Я долго пытался угадать, кто же из воспитанниц ходил к замполиту, но без успеха. Кто-то из новеньких? Вряд ли. Среди них одни «серенькие мышки», могут быть только орудием в чьих-то руках. «Отрицаловки» работа? Может быть. Ну-ка, что за противоречия были между нами в последнее время? Корниенко выговаривал за «двойки» по химии и литературе, обещал позвонить ее матери в Кривой Рог. Обиделась, конечно. Но вряд ли до такой степени. Она скорее в глаза все скажет, чем к замполиту пойдет. Может, Шумарина? Опускаться начала, перестала следить за своим внешним видом, объясняя это тем, что нет рядом ребят, для кого, мол, стараться хорошо выглядеть. Я сделал ей замечание, пристыдил.
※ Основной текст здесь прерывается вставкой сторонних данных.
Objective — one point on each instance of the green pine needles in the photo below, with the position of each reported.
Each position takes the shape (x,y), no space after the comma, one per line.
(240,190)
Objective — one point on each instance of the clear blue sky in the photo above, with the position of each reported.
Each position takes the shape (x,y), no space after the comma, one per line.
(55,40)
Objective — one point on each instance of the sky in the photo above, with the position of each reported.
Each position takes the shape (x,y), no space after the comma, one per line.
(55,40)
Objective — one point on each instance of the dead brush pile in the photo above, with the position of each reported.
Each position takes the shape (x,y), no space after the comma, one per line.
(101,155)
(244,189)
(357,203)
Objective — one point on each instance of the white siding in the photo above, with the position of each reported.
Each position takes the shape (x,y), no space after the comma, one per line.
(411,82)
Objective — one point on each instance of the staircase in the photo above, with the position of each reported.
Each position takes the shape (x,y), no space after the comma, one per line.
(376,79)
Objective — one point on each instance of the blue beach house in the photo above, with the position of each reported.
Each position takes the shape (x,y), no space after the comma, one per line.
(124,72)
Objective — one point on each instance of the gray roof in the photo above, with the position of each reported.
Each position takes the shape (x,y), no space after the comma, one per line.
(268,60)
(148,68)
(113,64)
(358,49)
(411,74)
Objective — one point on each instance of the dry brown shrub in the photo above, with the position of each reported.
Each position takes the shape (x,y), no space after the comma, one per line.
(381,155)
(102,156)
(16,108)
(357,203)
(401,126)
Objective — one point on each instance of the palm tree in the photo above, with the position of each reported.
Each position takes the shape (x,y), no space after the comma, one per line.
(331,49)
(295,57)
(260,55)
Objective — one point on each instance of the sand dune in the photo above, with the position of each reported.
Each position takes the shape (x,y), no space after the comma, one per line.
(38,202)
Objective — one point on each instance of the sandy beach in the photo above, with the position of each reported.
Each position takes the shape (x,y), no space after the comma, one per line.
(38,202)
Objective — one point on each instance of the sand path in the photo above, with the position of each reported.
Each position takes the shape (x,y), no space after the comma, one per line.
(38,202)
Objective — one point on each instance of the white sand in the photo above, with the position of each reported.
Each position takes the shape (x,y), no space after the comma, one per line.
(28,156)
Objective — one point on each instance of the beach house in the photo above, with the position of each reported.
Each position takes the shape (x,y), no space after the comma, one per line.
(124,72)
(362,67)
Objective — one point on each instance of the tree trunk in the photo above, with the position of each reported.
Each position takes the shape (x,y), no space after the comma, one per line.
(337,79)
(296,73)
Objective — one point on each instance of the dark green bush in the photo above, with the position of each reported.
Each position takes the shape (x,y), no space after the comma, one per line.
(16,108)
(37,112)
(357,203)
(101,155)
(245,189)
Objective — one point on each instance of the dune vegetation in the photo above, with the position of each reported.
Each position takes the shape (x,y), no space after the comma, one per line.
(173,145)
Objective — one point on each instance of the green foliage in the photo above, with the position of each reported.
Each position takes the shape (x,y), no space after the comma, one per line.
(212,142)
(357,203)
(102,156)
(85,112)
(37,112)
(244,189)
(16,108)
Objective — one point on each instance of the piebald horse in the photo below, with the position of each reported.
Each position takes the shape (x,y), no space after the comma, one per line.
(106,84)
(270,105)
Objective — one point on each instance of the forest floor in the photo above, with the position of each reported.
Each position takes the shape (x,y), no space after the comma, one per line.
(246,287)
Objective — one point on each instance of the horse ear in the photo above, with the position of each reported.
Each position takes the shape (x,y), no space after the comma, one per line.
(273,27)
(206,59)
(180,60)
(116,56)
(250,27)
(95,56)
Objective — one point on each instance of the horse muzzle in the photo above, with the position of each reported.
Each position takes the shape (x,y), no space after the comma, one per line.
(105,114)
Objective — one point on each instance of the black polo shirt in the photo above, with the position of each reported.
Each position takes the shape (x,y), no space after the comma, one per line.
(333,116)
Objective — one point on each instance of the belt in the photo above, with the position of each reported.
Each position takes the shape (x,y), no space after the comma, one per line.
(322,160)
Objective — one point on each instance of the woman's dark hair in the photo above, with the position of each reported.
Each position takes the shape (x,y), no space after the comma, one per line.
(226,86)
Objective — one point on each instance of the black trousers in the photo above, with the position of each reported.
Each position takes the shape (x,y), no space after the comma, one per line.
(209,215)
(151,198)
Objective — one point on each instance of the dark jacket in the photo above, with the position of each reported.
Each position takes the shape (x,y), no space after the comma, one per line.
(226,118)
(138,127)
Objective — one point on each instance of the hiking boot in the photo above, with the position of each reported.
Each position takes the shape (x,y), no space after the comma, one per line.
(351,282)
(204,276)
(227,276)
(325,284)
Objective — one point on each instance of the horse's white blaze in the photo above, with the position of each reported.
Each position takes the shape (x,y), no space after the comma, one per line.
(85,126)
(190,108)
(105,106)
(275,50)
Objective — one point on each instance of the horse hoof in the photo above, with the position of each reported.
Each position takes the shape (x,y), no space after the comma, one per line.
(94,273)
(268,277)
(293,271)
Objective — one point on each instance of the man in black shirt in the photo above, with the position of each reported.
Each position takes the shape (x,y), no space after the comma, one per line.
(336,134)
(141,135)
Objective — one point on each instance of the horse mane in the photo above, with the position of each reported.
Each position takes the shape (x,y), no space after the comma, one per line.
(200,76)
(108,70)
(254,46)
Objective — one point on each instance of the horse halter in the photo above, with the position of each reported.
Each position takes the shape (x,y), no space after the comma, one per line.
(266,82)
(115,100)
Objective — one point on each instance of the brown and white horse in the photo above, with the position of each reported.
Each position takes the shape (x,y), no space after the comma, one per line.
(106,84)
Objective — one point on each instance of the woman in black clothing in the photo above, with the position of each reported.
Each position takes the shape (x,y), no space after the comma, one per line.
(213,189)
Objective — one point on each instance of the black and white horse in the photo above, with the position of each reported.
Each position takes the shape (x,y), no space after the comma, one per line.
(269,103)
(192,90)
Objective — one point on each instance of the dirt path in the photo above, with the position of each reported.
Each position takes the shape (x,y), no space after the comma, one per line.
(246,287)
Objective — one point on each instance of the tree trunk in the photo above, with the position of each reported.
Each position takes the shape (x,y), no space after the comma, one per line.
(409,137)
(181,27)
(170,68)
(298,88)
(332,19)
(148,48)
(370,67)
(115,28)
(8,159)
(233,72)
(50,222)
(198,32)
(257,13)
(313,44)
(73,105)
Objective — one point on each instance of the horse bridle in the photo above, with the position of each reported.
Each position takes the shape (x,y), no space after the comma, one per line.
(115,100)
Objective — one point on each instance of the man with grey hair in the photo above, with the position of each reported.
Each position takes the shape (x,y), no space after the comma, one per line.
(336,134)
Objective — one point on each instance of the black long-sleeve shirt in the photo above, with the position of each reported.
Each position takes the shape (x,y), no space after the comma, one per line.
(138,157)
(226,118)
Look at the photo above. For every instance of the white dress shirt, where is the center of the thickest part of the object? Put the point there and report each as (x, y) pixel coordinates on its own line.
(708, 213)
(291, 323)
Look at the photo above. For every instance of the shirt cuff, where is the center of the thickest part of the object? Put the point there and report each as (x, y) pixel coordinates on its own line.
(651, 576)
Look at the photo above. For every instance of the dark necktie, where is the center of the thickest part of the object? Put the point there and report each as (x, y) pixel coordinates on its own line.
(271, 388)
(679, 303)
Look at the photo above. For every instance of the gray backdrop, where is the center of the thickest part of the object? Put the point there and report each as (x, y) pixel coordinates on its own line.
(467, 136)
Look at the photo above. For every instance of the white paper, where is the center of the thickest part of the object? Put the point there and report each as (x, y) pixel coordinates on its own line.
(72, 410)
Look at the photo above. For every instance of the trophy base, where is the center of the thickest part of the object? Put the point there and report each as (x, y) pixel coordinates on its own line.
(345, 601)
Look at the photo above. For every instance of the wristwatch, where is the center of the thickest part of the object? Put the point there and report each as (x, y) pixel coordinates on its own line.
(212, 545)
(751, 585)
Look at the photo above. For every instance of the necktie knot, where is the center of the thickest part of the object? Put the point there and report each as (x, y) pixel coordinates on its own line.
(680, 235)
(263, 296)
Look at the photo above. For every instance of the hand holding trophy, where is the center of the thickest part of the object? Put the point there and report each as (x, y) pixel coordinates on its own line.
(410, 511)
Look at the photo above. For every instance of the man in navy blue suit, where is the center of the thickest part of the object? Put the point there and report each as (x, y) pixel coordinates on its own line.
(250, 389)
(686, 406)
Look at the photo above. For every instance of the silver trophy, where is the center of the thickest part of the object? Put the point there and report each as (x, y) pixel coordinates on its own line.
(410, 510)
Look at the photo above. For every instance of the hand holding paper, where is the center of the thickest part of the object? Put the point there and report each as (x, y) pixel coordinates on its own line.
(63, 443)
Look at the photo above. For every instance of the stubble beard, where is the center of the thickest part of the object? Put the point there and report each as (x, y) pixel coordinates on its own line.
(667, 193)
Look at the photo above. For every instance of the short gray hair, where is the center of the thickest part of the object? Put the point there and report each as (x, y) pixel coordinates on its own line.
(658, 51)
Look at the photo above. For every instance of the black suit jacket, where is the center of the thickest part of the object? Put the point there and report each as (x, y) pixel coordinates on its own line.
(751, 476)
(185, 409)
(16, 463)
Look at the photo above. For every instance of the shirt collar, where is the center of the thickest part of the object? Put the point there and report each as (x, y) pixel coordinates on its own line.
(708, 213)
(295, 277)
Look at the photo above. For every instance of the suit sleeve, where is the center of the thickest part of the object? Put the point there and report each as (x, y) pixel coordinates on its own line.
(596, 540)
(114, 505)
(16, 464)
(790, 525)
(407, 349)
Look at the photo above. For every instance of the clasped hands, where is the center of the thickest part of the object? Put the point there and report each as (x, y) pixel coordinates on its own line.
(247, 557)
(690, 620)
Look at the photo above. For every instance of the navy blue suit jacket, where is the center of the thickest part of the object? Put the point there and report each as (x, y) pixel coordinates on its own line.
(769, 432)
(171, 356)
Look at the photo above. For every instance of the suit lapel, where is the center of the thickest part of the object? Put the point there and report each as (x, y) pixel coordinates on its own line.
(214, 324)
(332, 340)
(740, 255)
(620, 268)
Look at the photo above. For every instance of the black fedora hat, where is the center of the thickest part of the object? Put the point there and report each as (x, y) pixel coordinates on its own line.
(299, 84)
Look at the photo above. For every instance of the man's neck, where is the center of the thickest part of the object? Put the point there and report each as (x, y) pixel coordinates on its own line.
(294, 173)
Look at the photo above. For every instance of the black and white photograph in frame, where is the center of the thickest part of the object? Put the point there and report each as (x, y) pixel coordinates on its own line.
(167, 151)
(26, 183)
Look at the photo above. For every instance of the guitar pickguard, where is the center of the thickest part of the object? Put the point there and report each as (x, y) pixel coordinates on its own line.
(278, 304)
Она подтянулась, прическу в порядок привела, ногти подстригла на руках, платье выстирала и нагладила. Значит, приняла критику без обиды.
Стоп! А почему к замполиту должен был пойти кто-то обязательно из «отрицаловки»? В активе тоже ведь разные девчата есть. Я хотя и не согласен с Корниенко в отношении Водолажской, но ведь есть и другие: вступают в КВП только для того, чтобы заработать условно-досрочное освобождение. Гукову взять, к примеру. Осуждена к десяти годам за соучастие в ограблении и убийстве. По мнению воспитанниц, в преступлении не кается, может быть дерзкой, грубой и циничной в своем кругу, когда нет рядом никого из сотрудников. А вот с нами всегда предупредительная, подчеркнуто вежливая. Впрочем, жаловаться замполиту она не могла, все в отделении слышали, как нелестно она несколько дней назад отзывалась об Александре Афанасьевне.
Так размышляя, я вспомнил Вику Ноприенко. В пятницу, когда изучали «Войну и мир», я спросил у класса:
– Кто не хочет быть похожей на Наташу Ростову?
Ноприенко тогда расплылась в улыбке до самых ушей:
– А как это?
Как трудно воспринимать улыбку на ее устах. Преступление у нее серьезное. Решив отомстить однокласснику, который был влюблен в другую и не мог ответить Ноприенко взаимностью, девушка попросила помощи у знакомых дворовых ребят. Рассчитаться за услугу пообещала щедро: коньяк, хорошая закуска, собственное тело. Юноши, привлеченные такой перспективой, явно перестарались, тот парень умер. Впрочем, не без личного участия самой ревнивицы, которая собственноручно забила ему, поверженному наземь и находящемуся без сознания, гвоздь в висок. Я вспоминал это, а Ноприенко, раскачиваясь, дурашливо улыбалась.
– Как это? Как?
– Как, спрашиваешь? А помнишь подвиг Александра Матросова, тоже бывшего колониста, – он лег грудью на амбразуру вражеского пулемета для того, чтобы его однополчане смогли взять высоту и остались живы. Знаешь, сколько у него было последователей? Десятки, тысячи. Вот к этому стремиться – благородно. А бывает, человек совершает подлость или даже преступление, и повторить его так называемый «подвиг» охотников не находится. Я бы, например, быть похожим на тебя никогда не согласился.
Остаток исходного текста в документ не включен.